Last month House Bill 21, a bill that would save the Pali Lanes bowling alley in Kailua, died before it even went into its first committee.

However, it may just be a blessing in disguise that that bill did die.

In the bill, it called for “eminent domain.” Had the bill passed, the only aspect of the bowling alley that would stay would be the building. After that, the property would be auctioned off to the highest bidder.

Speaking hypothetically, if the bill did pass, the property could have become a Lucky Strike or a “Dave & Buster’s. It would depend on the bid on the property.

So now that this bill is dead, what is in store for Pali Lanes?

The fate of Pali Lanes in Kailua remains in limbo.

Denby Fawcett/Civil Beat

There are three different avenues that the bowling alley owners could take.

The first one is, they could register as a nonprofit. If they register as a nonprofit there would be many different routes that they could take. The first thing they could do as a nonprofit is apply to take money from the state and/or the City and County of Honolulu. The money they get could be used for various renovations in and around the bowling center.

The second route that they could go down would be to have an outside nonprofit take control of the bowling alley. If this happens the outside nonprofit could do many things to ensure that the bowling alley stays. They could apply for grants from the state and/or the City and County of Honolulu. If the nonprofit has enough money, they could even buy out the property from Alexander & Baldwin.

A&B To The Rescue?

The third route is the best route for the owners, Alexander & Baldwin, and the community.

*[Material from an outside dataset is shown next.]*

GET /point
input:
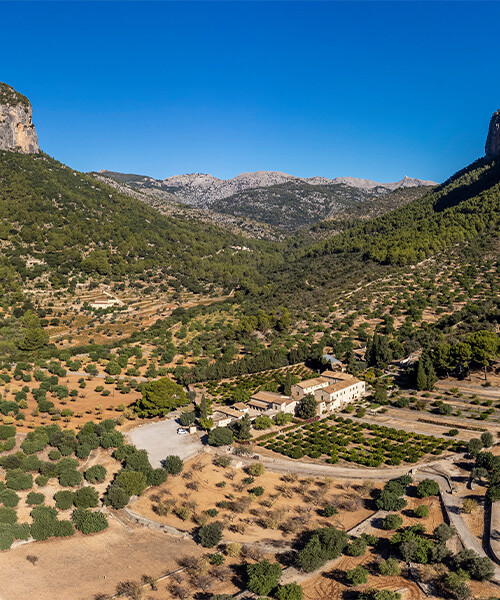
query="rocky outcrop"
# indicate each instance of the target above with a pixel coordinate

That is for Alexander & Baldwin to work with the owners to save the bowling alley. In late 2018 the Pali Lanes structure was declared a historical place by the Hawaii Historic Places Review Board. This makes it extremely hard for Alexander & Baldwin to tear down the bowling center. Since they can’t tear down the structure the most feasible solution is to work together to make Pali Lanes the true gathering center of Kailua.

Pali Lanes has been serving bowlers of all ages since 1961. There has been a lot of advances in bowling technology since then, however, Pali Lanes still has the same oiler from the early 1970s!

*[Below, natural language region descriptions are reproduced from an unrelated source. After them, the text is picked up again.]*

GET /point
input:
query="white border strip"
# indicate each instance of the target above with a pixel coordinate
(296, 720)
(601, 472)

The ball return and monitor are from the mid-1990s. The owners argue that they didn’t renovate because they were on a month to month lease. Even if that is the case something needs to be done. If the owners and Alexander & Baldwin are able to work together to save the alley, the lanes can be as nice as Aiea Bowl and Barbers Point Bowling Alley!

Pali Lanes has truly been a gathering place for the Kailua community. Countless people have celebrations ranging from birthdays, company outings, church outings, and so much more. As an example, once every year the Kailua firefighters bowl at Pali Lanes.

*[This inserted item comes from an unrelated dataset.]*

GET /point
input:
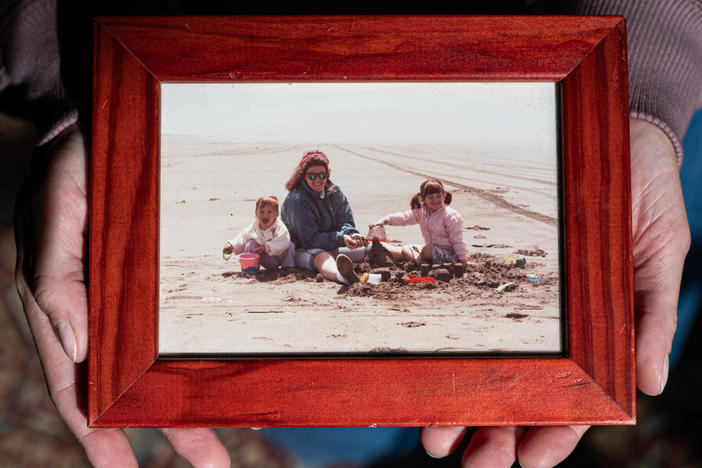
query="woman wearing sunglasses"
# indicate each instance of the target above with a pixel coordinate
(321, 223)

Pali Lanes has also hosted countless state tournaments. People from Hawaii Island, Maui County, Kauai, and Oahu come to Pali Lanes to bowl in tournaments.

A wall at Pali Lanes hand-painted by the late Ron Artis.

Christian Arakawa

Pali Lanes also hosts a youth league, numerous adult leagues, and most importantly they host hundreds of handicapped kids and adults. For all these reasons and more Pali lanes is not just a gathering center for Kailua, it is a gathering center for all of Hawaii!

HB 21 is dead and some may fear that Pali Lanes may meet the same fate at the end of the year. But I personally believe that if everything is able to work out, Pali Lanes will be able to celebrate 100 years of dedication to the Kailua community in 2061. This can only happen if Alexander & Baldwin and the owners of Pali Lanes are able to work out a deal.

If Pali Lanes is to close it won’t just hurt the employees at the bowling alley, it will hurt the bowling community, all those who use the bowling center, the hundreds of handicapped kids and adults, but most importantly the Kailua community and the state as a whole. I am pleading that the two sides of Pali Lanes, owner and landowner, work out a plan that will keep Pali Lanes open for generations to come.